晩婚化が進み、それにともなって年々高齢で出産する女性が増えています。日本の女性の第一子の平均出産年齢は30歳を超え、今や多くの女性が30歳以上で出産をするようになってきました。

一昔前は、30歳以上で初産と聞くと、「(赤ちゃんへの影響)大丈夫かな?」と思ったものです。

高齢出産3

現在、日本産婦人科学会では、35歳以上の初産婦を高齢初産と定義づけています。

1993年(平成5年)までは30歳以上が高齢初産とされていました。

厚生労働省の統計では、平成元年は27.0歳だった第一子平均出産年齢が、平成23年には初めて30歳(30.1歳)をこえ、昨年の平成25年は、30.4歳にまでなっています。

 

益々上がる初婚年齢

初産の年齢が上がっているという事は、平均初婚年齢も上がっているわけです。

結婚

妻の平均初婚年齢が、平成元年は25.8歳だったものが、平成17年には28歳(28.0)をこえ、平成25年では、29.3歳までになっています。

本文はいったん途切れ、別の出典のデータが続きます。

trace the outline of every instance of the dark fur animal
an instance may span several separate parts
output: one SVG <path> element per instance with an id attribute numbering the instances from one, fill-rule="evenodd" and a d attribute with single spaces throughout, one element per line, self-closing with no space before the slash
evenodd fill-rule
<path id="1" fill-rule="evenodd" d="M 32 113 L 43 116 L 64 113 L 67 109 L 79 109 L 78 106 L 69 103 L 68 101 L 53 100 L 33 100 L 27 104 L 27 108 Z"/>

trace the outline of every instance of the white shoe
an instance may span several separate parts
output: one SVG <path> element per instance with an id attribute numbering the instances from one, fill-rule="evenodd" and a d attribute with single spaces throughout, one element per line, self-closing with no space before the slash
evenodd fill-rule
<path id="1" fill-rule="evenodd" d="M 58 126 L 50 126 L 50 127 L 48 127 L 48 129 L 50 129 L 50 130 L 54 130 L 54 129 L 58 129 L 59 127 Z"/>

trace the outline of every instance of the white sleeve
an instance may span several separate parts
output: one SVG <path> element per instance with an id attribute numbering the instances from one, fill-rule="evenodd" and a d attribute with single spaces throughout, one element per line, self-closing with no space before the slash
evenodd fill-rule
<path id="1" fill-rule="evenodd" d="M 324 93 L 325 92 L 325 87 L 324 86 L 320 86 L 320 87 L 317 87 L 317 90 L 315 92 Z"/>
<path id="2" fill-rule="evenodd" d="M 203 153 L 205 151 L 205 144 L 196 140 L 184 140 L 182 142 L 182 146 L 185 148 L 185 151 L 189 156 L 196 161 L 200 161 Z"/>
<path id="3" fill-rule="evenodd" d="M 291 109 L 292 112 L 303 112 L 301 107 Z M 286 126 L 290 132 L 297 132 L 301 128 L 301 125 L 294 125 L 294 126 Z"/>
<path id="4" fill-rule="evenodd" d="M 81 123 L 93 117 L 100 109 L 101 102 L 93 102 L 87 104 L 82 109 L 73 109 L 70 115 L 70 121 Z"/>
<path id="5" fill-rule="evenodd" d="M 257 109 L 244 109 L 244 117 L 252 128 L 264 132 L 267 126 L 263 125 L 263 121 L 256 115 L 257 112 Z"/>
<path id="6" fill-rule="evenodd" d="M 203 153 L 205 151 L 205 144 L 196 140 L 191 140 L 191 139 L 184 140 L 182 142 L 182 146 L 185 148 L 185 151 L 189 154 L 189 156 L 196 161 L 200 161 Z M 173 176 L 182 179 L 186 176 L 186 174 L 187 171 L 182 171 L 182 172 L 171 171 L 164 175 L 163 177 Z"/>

このままいけば10年後くらいには30歳をこえかねません。ちなみに、男性の平均初婚年齢は、30.9歳です。

 

都道府県の中では唯一、女性の初婚年齢の平均が30歳をこえている所があります。どの都道府県でしょうか?

そう、東京都です。平成25年は30.4歳。

平成25年人口動態統計月報年計の概況(厚生労働省)より

 

高齢出産のリスクとして、難しい理論は置いておいて、結果として、ダウン症児出産や妊娠中毒症、流産などの確率が高くなっています。

生き方の選択が増え、女性の社会進出(あまり好きな言葉ではありませんが)が推奨され、個人の権利の主張が昔よりも強まっている現状を考えると、今しばらく、初婚や初産年齢も高くなっていくのでしょう。